While it may be very rudimentary, the point of it remains the same. By allowing this information to be created by anyone, and still be accessible for everyone, it can help to usher in a new wave of how information can be disseminated! However, the potential for false information to be spread through this infographics still exist, so it is important to always conduct research or fact-check on whatever it may be that you have read!

How to make ‘How-to’ Infographics!

Infographics are incredibly useful tools for disseminating information. Whether you are trying to visualize statistical information, creating a fact-orientated infographic, or something geographical (such as a map), an infographic can be made to cater to your needs!

In my infographic, I will be demonstrating how you can make an infographic to visualize a set of instructions to be used for day-to-day processes, such as making a cup of coffee!

This simplistic, yet artistic infographic, it clearly demonstrates the step-by-step process that goes into making a cup of coffee. By using eye-grabbing colors, the artist can maintain the reader’s attention on the infographic, helping the reader to understand their point better.

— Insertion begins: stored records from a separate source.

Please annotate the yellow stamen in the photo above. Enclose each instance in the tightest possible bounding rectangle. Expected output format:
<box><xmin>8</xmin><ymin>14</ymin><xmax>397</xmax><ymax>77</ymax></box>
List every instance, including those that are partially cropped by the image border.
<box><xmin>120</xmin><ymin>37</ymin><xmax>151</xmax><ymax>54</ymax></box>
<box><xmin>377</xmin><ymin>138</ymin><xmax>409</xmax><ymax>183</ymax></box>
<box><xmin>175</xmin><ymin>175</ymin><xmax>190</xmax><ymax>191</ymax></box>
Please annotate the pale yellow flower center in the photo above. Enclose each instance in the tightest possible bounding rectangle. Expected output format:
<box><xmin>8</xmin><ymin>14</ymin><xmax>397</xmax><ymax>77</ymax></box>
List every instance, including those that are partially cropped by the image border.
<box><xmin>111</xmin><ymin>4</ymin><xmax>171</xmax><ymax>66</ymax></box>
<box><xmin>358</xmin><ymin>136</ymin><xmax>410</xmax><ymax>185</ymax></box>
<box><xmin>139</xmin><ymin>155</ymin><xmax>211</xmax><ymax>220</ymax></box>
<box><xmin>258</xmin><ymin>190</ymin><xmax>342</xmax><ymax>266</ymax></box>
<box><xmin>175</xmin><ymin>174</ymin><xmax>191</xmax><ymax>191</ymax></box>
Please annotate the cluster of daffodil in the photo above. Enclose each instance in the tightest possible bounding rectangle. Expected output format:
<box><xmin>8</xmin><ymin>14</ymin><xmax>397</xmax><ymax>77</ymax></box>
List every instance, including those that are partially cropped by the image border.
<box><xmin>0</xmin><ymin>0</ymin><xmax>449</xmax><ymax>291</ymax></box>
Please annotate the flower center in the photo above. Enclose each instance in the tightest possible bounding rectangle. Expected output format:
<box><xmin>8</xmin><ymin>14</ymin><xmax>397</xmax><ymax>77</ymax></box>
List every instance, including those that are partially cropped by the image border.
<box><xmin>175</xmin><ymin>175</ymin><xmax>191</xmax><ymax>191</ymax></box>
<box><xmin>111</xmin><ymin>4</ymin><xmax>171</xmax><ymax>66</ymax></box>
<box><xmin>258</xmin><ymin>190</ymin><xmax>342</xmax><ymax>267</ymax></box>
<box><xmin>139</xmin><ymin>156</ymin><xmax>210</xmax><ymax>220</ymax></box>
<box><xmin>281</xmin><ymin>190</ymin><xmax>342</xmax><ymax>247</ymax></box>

https://www.dreamstime.com/how-to-make-coffee-infographic-instructions-steps-advises-doodle-hand-drawn-cup-spoon-pot-water-piece-cake-sugar-image140210791: How to make ‘How-to’ Infographics!

This form of infographic relies more on the visual effect appealing to the reader, in order to get the author’s/artist’s point across. This infographic is more informative about what measures should be in place when making a cup of coffee. This is slightly different compared to the last one, where you only get the basic amount of information, but it takes you each step to making the final product. Whereas this infographic, assumes you know how to make a cup of coffee, and gives rules on how to hone the final product.

https://coffeeblog.co.uk/rules-making-perfect-cup-coffee-infographic

There are various different ways to present an infographic, but the purpose of being created to further inform remains the same!